L'enfer comme fantasme libertin

L'enfer comme fantasme libertin

Le siècle des Lumières a relégué l'enfer et le diable au rang des accessoires. Sade les réhabilite par une subtile perversion de la tradition chrétienne. Son enfer est ici-bas dans l'éternel corps-à-corps des bourreaux et de leurs victimes.

Les libertins du XVIIe siècle se veulent des esprits forts qui ricanent lorsque la foudre tombe au milieu d'un festin fait en plein carême ou de quelqu'autre impiété. Ils ont relégué l'enfer et le diable au rang des accessoires de carton peint.
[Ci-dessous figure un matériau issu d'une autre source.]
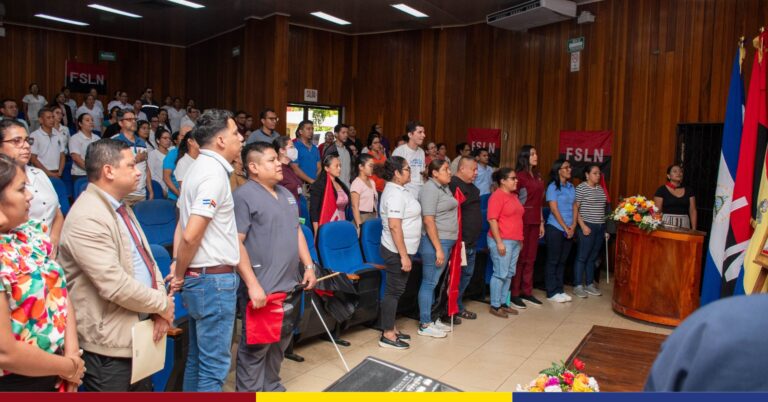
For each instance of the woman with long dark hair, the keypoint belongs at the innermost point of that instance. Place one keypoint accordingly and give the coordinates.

A leur suite, les romans libertins du XVIIIe siècle se déploient dans la réalité sociale et semblent ignorer toute perspective d'au-delà. L'enfer pourtant, ses flammes et ses souffrances, font retour avec Sade dans une subtile perversion de la tradition chrétienne.

Juliette fait ses classes de libertine auprès de Saint-Fond, scélérat méthodique et tout-puissant. Au cours des orgies meurtrières qu'elle organise pour lui, il tient à s'isoler un moment avec chaque victime « dans un cabinet reculé ». Juliette ne sait exactement ce qui passe dans ces « tête à tête » inquiétants où le meurtrier ne se contente pas d'annoncer à ses victimes les tourments dans lesquels elles vont périr. Elle suppose qu'il s'agit d'une alliance inédite de lu ...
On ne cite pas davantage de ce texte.